That particular deflection is itself worth noting: when confronted with the undeniable existence of organized white nationalism on American soil, the response is to insist it cannot be real. It is real. It was real in Charlottesville. It was real on January 6th. It was real on the Metro on the Fourth of July.

The night before, at Mount Rushmore, President Trump gave a speech to mark the eve of the 250th anniversary. The language he reached for was not unity or shared purpose or the common inheritance of American ideals. It was the red scare. He warned of a “communist menace” inside the United States. He used the word “vanquish.” He framed the midterm elections as a battle against forces that want to destroy the country from within. The crowd cheered.

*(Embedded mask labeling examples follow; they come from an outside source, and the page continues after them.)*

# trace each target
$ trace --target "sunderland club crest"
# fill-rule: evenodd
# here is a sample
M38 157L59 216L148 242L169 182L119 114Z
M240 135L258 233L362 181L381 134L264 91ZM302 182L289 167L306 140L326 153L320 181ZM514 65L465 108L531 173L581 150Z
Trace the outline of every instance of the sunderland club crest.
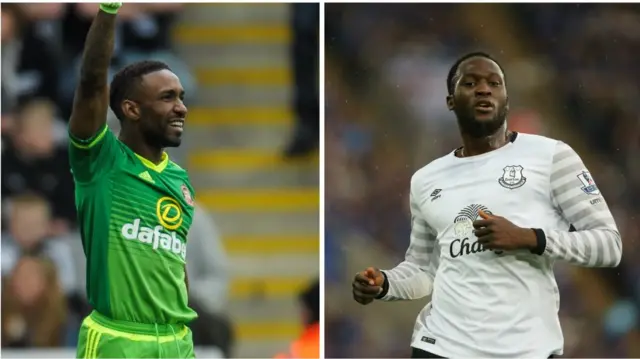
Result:
M526 182L527 178L522 175L522 166L507 166L503 169L504 173L502 177L498 179L498 183L504 188L508 189L516 189L522 187Z
M180 187L182 189L182 195L184 196L184 200L187 201L187 203L190 206L193 206L193 197L191 197L191 192L189 191L189 188L187 188L187 186L182 185Z

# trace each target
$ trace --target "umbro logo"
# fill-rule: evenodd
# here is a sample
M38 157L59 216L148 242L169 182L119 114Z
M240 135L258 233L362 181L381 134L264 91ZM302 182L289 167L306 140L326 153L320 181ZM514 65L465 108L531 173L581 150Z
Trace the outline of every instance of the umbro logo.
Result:
M440 198L440 192L442 192L441 189L436 189L435 191L431 192L431 202L435 201L436 199Z
M142 178L143 180L145 180L147 182L155 183L153 181L153 178L151 178L151 175L149 174L148 171L142 172L141 174L138 175L138 177Z

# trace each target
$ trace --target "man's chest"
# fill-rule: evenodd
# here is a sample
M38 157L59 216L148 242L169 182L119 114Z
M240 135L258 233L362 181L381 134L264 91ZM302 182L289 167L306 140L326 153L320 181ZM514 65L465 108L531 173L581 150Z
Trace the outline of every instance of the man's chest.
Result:
M439 236L468 235L480 210L527 225L533 215L553 211L548 161L531 156L456 164L425 179L419 206Z
M193 190L185 176L156 172L146 167L120 171L114 179L114 204L122 204L129 217L154 229L161 226L168 234L175 232L186 239L194 212Z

I want to be precise about what McCarthyism was, because history may not repeat, but it rhymes. Senator Joseph McCarthy spent four years, from 1950 to 1954, destroying the careers and lives of Americans he accused of communist sympathies, almost always without evidence, almost always for the crime of disagreeing with him or knowing someone who did.

Screenwriters, professors, diplomats, soldiers — people who had spent their lives serving this country were branded as traitors on the basis of rumor and innuendo. It ended not when McCarthy ran out of targets but when a lawyer named Joseph Welch looked at him during a televised hearing and asked a question that broke the spell: “Have you no sense of decency?”

The country heard it and understood. McCarthy was finished within months.

The playbook has not changed. The enemies have different names — communists became socialists became the radical left became whatever the speech requires — but the architecture is identical. Identify an internal enemy. Attribute to that enemy a desire to destroy everything good about America. Claim that you alone stand between the country and its annihilation. It worked for McCarthy for four years. It stopped working the moment enough people named it plainly.

What I want to say to you today is that none of this is new. These forces have been present in American life since the beginning. They were present when Frederick Douglass stood before an audience in Rochester, New York, in 1852, and delivered a speech about what the Fourth of July meant to a man who had been enslaved.

And, this is incredibly important for our battle today: he did not reject the holiday or the ideals behind it. He claimed them. He said the principles of the Declaration of Independence were freedom’s principles, and he demanded that America be made to live up to them. He was called a radical and a troublemaker. He was also right.

The same forces were present when suffragists were told that wanting the vote was a form of extremism. When labor organizers were called communists for asking that workers be paid enough to live on. When civil rights marchers crossing the Edmund Pettus Bridge were met with clubs and tear gas by men who also called themselves patriots. In every case, the people defending the expansion of American freedom were accused of destroying it. In every case, history has rendered its verdict.

The Patriot Front chanted “Reclaim America” as they marched through Washington yesterday. I want to ask what exactly they think they are reclaiming it from. From a black woman on the Metro who was trying to get somewhere on the Fourth of July? From the naturalized citizens who swore an oath to this country and meant every word of it? The America they want to reclaim never existed. It is a fantasy built on the exclusion of everyone who doesn’t look like them, and it has been losing ground to the real America for 250 years.

I was in the Capitol on January 6th, 2021. I have seen what these forces look like up close and what they are capable of. Let me be extremely clear: I am not telling you not to take them seriously.

I am telling you something different: that every generation of Americans has faced a version of this fight, and every generation that chose to engage rather than despair has won it. The tools available to them were a printing press, a pulpit, a march, a vote, a question asked on live television at exactly the right moment. The tools available to us are not so different.

The photograph from the Metro is going to be in history books. But what it will represent — whether it marks the moment these forces finally won, or the moment the country looked at the image and decided enough — is not yet written.

That part is ours to determine. It has always been ours to determine. Have they no decency?